The safety and scientific validity of this study is the responsibility of the study sponsor and investigators. Listing a study does not mean it has been evaluated by the U.S. Federal Government. Read our disclaimer for details. Identifier: NCT01773252
Recruitment Status : Terminated (Business decision to perform a market withdrawal of the product)
First Posted : January 23, 2013
Last Update Posted : November 13, 2015
Information provided by (Responsible Party):
Cardiox Corporation

Brief Summary:

The purpose of this study is to evaluate the sensitivity and specificity of the Cardiox Flow Detection System (FDS) in identifying an intracardiac right-to-left shunt (RLS) compared to the results of transesophageal echocardiography (TEE).

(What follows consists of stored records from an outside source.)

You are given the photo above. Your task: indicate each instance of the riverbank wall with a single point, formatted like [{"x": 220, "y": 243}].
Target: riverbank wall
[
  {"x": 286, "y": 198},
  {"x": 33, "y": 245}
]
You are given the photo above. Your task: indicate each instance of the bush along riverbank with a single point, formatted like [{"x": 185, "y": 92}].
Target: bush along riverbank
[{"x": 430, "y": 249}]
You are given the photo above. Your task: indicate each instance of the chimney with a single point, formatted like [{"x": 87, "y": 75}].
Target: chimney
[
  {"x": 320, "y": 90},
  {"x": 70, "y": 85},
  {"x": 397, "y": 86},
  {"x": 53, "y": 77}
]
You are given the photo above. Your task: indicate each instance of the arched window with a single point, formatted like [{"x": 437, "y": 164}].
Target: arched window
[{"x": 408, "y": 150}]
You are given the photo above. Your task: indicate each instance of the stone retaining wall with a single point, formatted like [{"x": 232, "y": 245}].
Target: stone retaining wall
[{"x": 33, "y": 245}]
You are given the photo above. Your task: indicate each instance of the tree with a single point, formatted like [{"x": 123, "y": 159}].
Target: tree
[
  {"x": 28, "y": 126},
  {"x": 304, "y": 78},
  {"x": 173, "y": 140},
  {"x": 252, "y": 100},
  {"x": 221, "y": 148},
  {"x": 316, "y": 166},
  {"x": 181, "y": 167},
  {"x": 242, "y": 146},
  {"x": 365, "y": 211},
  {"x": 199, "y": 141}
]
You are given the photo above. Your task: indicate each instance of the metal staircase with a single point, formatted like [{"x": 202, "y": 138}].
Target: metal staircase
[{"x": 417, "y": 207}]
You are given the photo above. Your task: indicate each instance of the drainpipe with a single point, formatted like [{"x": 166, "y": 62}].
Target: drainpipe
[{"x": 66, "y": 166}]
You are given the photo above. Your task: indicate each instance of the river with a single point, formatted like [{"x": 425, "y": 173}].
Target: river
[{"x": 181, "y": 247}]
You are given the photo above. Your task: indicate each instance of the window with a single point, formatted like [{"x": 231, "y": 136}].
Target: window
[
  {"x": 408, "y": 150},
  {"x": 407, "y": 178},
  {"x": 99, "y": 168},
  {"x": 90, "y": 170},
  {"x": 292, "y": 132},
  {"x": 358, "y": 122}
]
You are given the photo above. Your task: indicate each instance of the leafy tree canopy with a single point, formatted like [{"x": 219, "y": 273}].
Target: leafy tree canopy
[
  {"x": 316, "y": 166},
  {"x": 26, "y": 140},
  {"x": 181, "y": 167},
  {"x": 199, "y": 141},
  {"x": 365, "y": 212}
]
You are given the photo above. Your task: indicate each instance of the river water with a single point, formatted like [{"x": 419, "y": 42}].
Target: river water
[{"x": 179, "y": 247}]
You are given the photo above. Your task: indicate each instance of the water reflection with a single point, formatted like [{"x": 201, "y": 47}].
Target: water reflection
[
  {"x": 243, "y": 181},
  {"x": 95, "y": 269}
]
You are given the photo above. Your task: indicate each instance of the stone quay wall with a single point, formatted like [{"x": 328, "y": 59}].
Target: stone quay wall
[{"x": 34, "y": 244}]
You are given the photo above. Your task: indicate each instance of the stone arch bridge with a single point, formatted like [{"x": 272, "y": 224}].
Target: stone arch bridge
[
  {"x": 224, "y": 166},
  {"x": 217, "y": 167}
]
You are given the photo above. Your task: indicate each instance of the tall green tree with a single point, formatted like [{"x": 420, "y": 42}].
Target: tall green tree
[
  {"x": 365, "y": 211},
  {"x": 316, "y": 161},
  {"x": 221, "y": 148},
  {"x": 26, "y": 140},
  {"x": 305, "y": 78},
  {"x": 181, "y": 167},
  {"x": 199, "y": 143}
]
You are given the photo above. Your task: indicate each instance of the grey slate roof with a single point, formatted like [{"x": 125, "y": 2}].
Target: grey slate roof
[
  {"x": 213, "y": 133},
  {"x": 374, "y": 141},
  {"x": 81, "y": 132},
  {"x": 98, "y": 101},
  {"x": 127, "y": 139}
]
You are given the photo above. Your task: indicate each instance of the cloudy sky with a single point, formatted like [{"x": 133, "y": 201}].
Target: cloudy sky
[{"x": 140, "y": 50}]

RLS intracardiac shunts are associated with a number of clinically important syndromes including paradoxical thromboembolism (causing stroke or other systemic infarct), migraine headaches (particularly with aura), desaturation with obstructive sleep apnea, and decompression illness. From a research perspective, the detection of shunts in subjects with these types of syndromes is critical in helping to define the role of RLS in these disease processes. From a clinical perspective, shunt detection will be increasingly important in an era where interventional procedures for repairing cardiac defects are available for subjects determined to be at risk.

The currently accepted reference standard for detection of an intra-cardiac patent foramen ovale/atrial septal defect (PFO/ASD) RLS is a transesophageal echocardiography (TEE), a procedure that is invasive, uncomfortable, and requires conscious sedation.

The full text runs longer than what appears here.